In short, it indeed feels reasonable to set the seeds at worker-level, meaning that the parent-app mostly controls the random states since seed is a parent-app-level argument rather than module level config (also the reason why it should be in shared_dict rather than in configparser). Also if individual user-defined module need more control of the RNG (e.g., thirdparty library with different RNGs), modules can access the seed setting (e.g., whether None/systemdefault or user defined) from the shared_dict.

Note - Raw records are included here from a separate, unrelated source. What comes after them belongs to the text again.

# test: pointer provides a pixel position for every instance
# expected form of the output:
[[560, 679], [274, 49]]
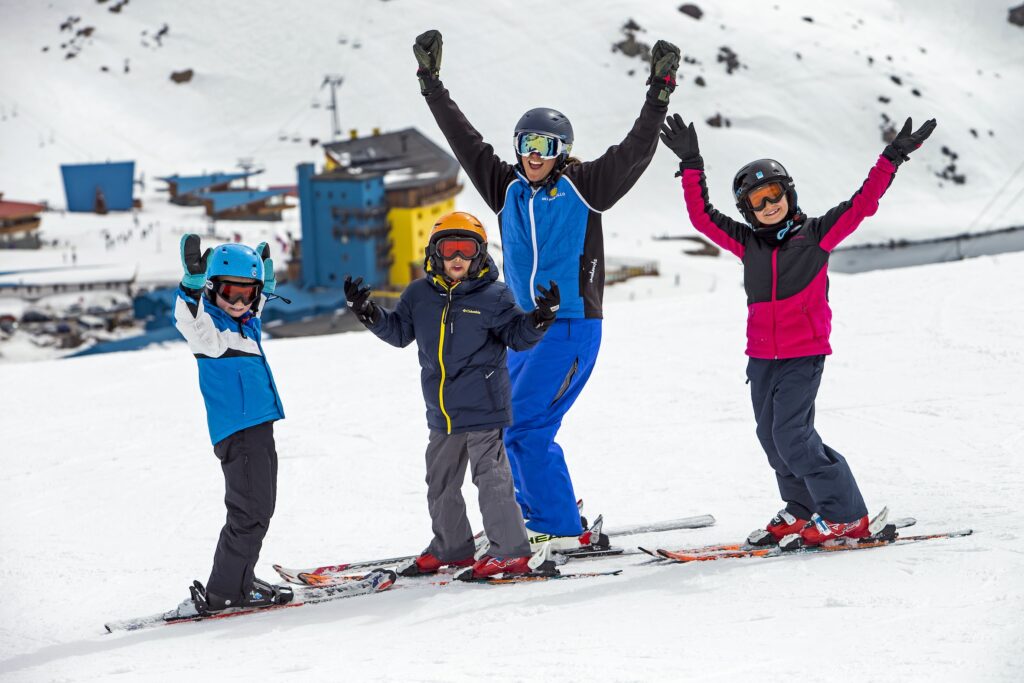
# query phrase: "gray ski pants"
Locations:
[[448, 456], [812, 476]]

I personally think while in terms of functionality, putting seeds as global variable of BaseImage has no difference to just leave it in shared_dict, the former might not be an ideal solution as essentially you can put everything into BaseImage since it is used by all modules --- but we definitely don't want to do that due to all the coupling and redundancy level - so why don't we just leave the seed in shared_dict as it's more worker-relevant and used to pass the worker states to modules.
Revisiting this issue now.
I agree that the seed should be set in the _shared_state dict.
@nanli-emory Is there anything that still needs to be done here or is this branch ready to be merged in?
Revisiting this issue now.
I agree that the seed should be set in the _shared_state dict.
@nanli-emory Is there anything that still needs to be done here or is this branch ready to be merged in? It's done. Please merge it.